PFS was calculated from start of vaccination. Kaplan-Meyer/log-rank analysis was applied from comparing immune responders versus nonimmune responders with regard to PFS. To assess whether the immune response represented an independent prognostic factor, Cox regression with enter analysis was conducted. Disease stage represented the most important identifiable prognostic factor, apart from immune response. The subjects were staged as stage IIIA or IIIB.

RESULTS

Patient characteristics and adherence to treatment Patient characteristics and treatment details are listed in Table 1. At the end of 2007, Bayer withdrew liquid GM-CSF (Leukine) from the markets. This led to a sudden shortage until the lyophilized product was delivered. Two patients at Radiumhospitalet therefore received one of their GV1001 injections without immunological adjuvant GM-CSF. At St Olav's hospital, two other patients missed the combined vaccination twice each (week 8 and 10). The study monitoring panel decided that patients missing GM-CSF at two vaccinations (No. 203 and No. 204) were to be replaced and excluded from the per protocol analysis. Patient No. 110 was also not evaluable per protocol, because she was withdrawn at week 8 due to an abscess in the right lung and progression of disease.

Safety The safety population includes all patients who received at least one vaccination (n = 23). A total of 323 vaccine doses were administered (8-21 doses per patient). Seven serious adverse events were reported, from six patients. All seven events were regarded as related to underlying disease, not to study therapy. One event, a bronchiolar fistula, was initially reported as probably related to a study drug. However, a bronchoscopy with biopsy demonstrated that the fistula was due to tumor relapse. Immune response

A GV1001- specific T cell response was demonstrated in 16 patients after vaccination, compared to no patients in pre-vaccination samples (Fig. 1). A positive DTH response was observed in one patient only. Three subjects were not evaluable according to the protocol (see above). The immunological response rate was 70% by intention to treat (ITT) analysis, and 80% per protocol.

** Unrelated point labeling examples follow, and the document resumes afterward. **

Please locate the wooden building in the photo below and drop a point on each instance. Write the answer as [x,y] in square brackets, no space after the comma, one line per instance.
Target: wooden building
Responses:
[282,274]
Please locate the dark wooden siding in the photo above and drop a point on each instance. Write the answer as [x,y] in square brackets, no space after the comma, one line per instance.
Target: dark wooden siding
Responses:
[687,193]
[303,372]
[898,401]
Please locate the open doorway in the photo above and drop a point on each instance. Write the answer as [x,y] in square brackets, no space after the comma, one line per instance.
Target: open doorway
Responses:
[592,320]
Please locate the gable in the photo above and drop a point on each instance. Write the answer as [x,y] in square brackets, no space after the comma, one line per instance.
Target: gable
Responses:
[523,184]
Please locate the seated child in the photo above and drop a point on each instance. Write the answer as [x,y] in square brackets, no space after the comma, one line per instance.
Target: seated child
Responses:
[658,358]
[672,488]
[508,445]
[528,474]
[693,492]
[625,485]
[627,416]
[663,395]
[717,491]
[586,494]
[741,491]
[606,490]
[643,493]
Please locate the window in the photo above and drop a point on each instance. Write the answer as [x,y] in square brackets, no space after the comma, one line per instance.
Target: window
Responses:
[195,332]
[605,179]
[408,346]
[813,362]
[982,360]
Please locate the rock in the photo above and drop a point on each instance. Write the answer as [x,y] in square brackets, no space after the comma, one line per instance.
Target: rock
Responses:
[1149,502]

To achieve a sustainable clinical effect, development of T cell memory is likely to be required. We therefore provided booster vaccines and monitored the long term development of immune responses. Follow-up samples where obtained in 15/16 immune responders. The results demonstrated a durable GVlOOl-specific T cell response in 13/15 subjects, with a maximum observation period of 91 weeks (Table 2 and Figs. 2A-B).

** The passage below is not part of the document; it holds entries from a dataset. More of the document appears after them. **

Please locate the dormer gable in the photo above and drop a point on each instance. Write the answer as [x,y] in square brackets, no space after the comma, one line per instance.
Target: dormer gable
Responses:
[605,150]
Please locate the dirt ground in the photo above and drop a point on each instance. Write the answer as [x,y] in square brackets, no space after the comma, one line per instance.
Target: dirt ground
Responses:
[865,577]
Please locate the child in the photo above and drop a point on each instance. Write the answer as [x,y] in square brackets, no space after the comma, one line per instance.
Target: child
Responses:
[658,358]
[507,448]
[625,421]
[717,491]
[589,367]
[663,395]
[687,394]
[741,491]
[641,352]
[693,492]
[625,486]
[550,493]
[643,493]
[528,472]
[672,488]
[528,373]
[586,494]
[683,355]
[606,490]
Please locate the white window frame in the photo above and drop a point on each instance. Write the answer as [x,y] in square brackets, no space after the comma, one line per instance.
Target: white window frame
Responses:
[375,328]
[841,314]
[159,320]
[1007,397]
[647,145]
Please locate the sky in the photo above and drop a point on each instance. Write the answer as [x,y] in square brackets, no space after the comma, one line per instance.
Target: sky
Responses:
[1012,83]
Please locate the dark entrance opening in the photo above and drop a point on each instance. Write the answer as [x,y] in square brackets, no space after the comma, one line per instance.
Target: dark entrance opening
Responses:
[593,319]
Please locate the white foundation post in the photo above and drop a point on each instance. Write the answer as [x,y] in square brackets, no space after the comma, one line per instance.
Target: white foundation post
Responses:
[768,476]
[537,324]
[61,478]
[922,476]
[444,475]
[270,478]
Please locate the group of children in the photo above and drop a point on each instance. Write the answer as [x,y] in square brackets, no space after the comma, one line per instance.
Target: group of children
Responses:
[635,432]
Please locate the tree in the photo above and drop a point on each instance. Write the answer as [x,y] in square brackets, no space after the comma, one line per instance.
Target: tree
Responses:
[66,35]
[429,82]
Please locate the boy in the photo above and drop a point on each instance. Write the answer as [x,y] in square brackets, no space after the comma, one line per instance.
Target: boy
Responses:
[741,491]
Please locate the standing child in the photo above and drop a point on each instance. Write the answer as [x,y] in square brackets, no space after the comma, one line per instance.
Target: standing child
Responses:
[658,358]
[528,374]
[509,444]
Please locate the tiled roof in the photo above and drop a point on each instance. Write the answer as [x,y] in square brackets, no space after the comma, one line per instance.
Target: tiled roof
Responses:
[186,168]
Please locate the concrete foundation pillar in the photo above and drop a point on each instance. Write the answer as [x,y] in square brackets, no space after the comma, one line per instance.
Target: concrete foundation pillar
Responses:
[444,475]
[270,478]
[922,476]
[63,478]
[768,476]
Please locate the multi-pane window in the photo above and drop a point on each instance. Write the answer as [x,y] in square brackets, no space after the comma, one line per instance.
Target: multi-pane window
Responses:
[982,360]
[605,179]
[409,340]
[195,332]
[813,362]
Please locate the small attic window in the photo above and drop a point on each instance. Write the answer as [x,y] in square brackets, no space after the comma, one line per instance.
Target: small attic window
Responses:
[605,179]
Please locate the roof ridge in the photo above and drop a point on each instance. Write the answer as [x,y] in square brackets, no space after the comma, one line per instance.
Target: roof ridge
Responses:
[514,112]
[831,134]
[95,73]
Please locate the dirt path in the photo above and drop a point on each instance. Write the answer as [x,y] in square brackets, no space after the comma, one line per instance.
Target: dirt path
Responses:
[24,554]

Comparing the different centres, we recorded a GVlOOl-specific T-cell response in 9/12 patients from Radiumhospitalet Oslo (9/11 per protocol), 1/4 patients (1/2 per protocol) from St Olav's Hospital Trondheim and 6/7 from Kristiansand. The samples from Trondheim and Kristiansand were sent to Oslo for T cell analyses. Some of the first samples were stored overnight prior to PBMC isolation. Samples stored overnight gave only negative results. We therefore decided to isolate subsequent samples from the same patients immediately upon arrival. Interestingly, most previously negative patients then tested positive. Moreover, later samples from some patients were stored overnight and again tested negative (Figs. 2C-E). We also tested samples stored the same day or overnight in parallel and observed distinctly stronger responses in freshly stored samples (Fig. 2F). These observations illustrate the complexity of managing a multi-center trial with T cell analyses, and suggest that T cell data may be misleading if analyses are performed on samples not optimally handled.

Clinical response Table 2 lists progression-free survival (PFS), overall survival and site of relapse. PFS was the clinical end point per protocol and was assessed by CT scans at three month intervals. To date, tumor progression has been recorded for 17/23 patients in the ITT population (median PFS 357 days). Five out of six patients without evidence of relapse are immune responders. Considering all included patients, immune responders recorded increased PFS compared to non-responders, with a median of 371 days versus 182 days (Fig. 3).